Brilio.net - Capres-Cawapres nomor urut 02 dalam ajang Pilpres 2019 didukung oleh partai-partai dalam naungan koalisi Indonesia Adil Makmur. Dalam koalisi tersebut ada empat partai antara lain Gerindra, Demokrat, PAN dan PKS. Namun baru-baru ini santer isu keretakan koalisi tersebut.

Benar saja, dilansir brilio.net dari merdeka.com, Selasa (7/5), Partai Demokrat bakal mengakhiri koalisinya dengan partai pengusung pasangan calon presiden nomor urut 02 Prabowo Subianto dan Sandiaga Uno, jika Jokowi-Ma'ruf ditetapkan sebagai presiden terpilih oleh KPU.

Sementara, jika Prabowo-Sandiaga yang terpilih, Demokrat bakal mengawal pemerintahan baru.

"Kalau Pak Prabowo menang, Partai Demokrat punya kewajiban moril dalam politik mengawal pemerintahan. Tapi kalau Pak Jokowi yang diputuskan menang maka kerja sama koalisi berakhir, karena pilpres berakhir," ujar Kepala Divisi Advokasi dan Hukum Partai Demokrat Ferdinand Hutahaean.

Ferdinand menegaskan, partainya memiliki kedaulatan untuk menentukan sikap politik setelah penetapan pasangan calon presiden terpilih. Bisa tetap berada di luar pemerintahan, atau berada dalam pemerintahan.

"Jadi Partai Demokrat setelah itu berdaulat dan nanti menentukan sikap politiknya apakah berada di luar pemerintahan atau berada di dalam pemerintahan," jelas Ferdinand Hutahaean.

Jubir BPN Prabowo-Sandiaga itu menjelaskan kemungkinan bergabung dengan koalisi pendukung Jokowi-Ma'ruf akan dibahas majelis tinggi yang dipimpin Ketua Umum Demokrat Susilo Bambang Yudhoyono (SBY).
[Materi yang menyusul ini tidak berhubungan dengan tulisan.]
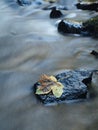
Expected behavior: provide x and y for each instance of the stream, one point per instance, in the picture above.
(30, 46)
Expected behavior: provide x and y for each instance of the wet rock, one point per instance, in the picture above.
(55, 13)
(95, 53)
(91, 26)
(88, 5)
(74, 87)
(24, 2)
(69, 26)
(86, 28)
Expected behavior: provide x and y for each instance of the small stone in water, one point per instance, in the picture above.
(55, 13)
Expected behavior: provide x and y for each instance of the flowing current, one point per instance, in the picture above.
(30, 46)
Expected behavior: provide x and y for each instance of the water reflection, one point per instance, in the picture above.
(30, 46)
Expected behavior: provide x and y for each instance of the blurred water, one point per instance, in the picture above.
(30, 46)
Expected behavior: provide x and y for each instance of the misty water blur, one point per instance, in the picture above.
(30, 45)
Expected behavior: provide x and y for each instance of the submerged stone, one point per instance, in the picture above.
(91, 26)
(75, 89)
(55, 13)
(69, 26)
(24, 2)
(86, 28)
(87, 5)
(95, 53)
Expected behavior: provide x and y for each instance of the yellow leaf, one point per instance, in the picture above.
(57, 91)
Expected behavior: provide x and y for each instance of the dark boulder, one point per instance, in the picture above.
(55, 13)
(69, 26)
(95, 53)
(75, 89)
(88, 5)
(85, 28)
(24, 2)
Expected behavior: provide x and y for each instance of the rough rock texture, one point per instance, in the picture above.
(24, 2)
(69, 26)
(75, 87)
(91, 26)
(55, 13)
(85, 28)
(88, 5)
Kemungkinan itu terbuka jika Jokowi mengajak Demokrat bergabung.

"Kalau Jokowi mengajak, kita pertimbangkan dan dibahas oleh majelis tinggi yang dipimpin SBY," kata Ferdinand Hutahaean.

"Kalau (Jokowi) tidak mengajak nggak mungkin juga kita masuk dalam pemerintahan, jadi sikap Partai Demokrat ditentukan pasca ada penetapan resmi dari KPU," tandas Ferdinand Hutahaean.